J'avais maintenant une heure devant moi pour me saper et filer à mon rencart. JP m'avait envoyé deux photos de la soirée de la veille pour que je reconnaisse la donzelle. Elle avait effectivement l'air agréable et des images refaisaient surface peu à peu.

— Salut.
— Salut. En forme depuis hier soir ?
— Heu, un peu au radar mais ça va. Et toi ?
— Ho, moi ça va toujours. Il faut bien. Chaque fois que j'ai un petit souci, je pense aux gamins de mon association qui peuvent mourir à chaque seconde et j'arrête de me plaindre !
— Tu as raison. On ne devrait pas se lamenter pour tout et rien, c'est très français.
— Oui, je te l'accorde et j'avoue avoir été très impressionnée par les discussions avec tes amis hier soir. Vous êtes vraiment trop sympas de vous investir dans ce concours, comme ça, alors qu'on se connaît à peine.
— Hô, tu sais, le sport pour une bonne cause... JP, Flo et moi n'avons jamais été de très grands sportifs mais si ça peut aider...
— C'est bien ce que je disais, c'est hyper sympa. Tiens, voilà les formulaires. T'as juste à les remplir avec ton nom et ceux de tes potes pour que je vous enregistre. C'est totalement bénévole et volontaire, donc un simple grigri pour vous trois sur ce formulaire suffira. Pas de souci pour être à Mortagne dimanche prochain à 10h00 ? Et l'un d'entre vous gagnera, hein ? Vous me l'avez promis ! me lança-t-elle avec son magnifique sourire.
— Si JP s'est engagé pour nous trois hier soir, c'est qu'il n'y a aucun problème... Tiens, voilà, c'est rempli.
— Attends, je te donne le reçu qui sert de billet d'entrée pour dimanche.

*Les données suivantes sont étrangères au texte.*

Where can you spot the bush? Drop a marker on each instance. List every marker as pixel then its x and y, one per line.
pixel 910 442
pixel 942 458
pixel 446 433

Je quittai cette belle personne le sourire aux lèvres. Sa bienveillance et son empathie la faisaient rayonner. Elle était irrésistible et je comprenais bien pourquoi JP nous avait poussés tous les trois à jouer les bons Samaritains. J'étais fermement décidé à lui plaire. Elle était si adorable. J'étais sous le charme... Totalement résolu à faire de mon mieux dans ce concours pour tenter de la séduire.

Un peu étourdi par cet aimable rendez-vous mais gai comme un pinson, je rentrais au bercail, fier de ma bonne action. En sortant le billet de ma poche pour le mettre en évidence sur le buffet, je lus : A MORTAGNE – DIMANCHE 18 MARS - CONCOURS DU PLUS GROS MANGEUR DE BOUDIN.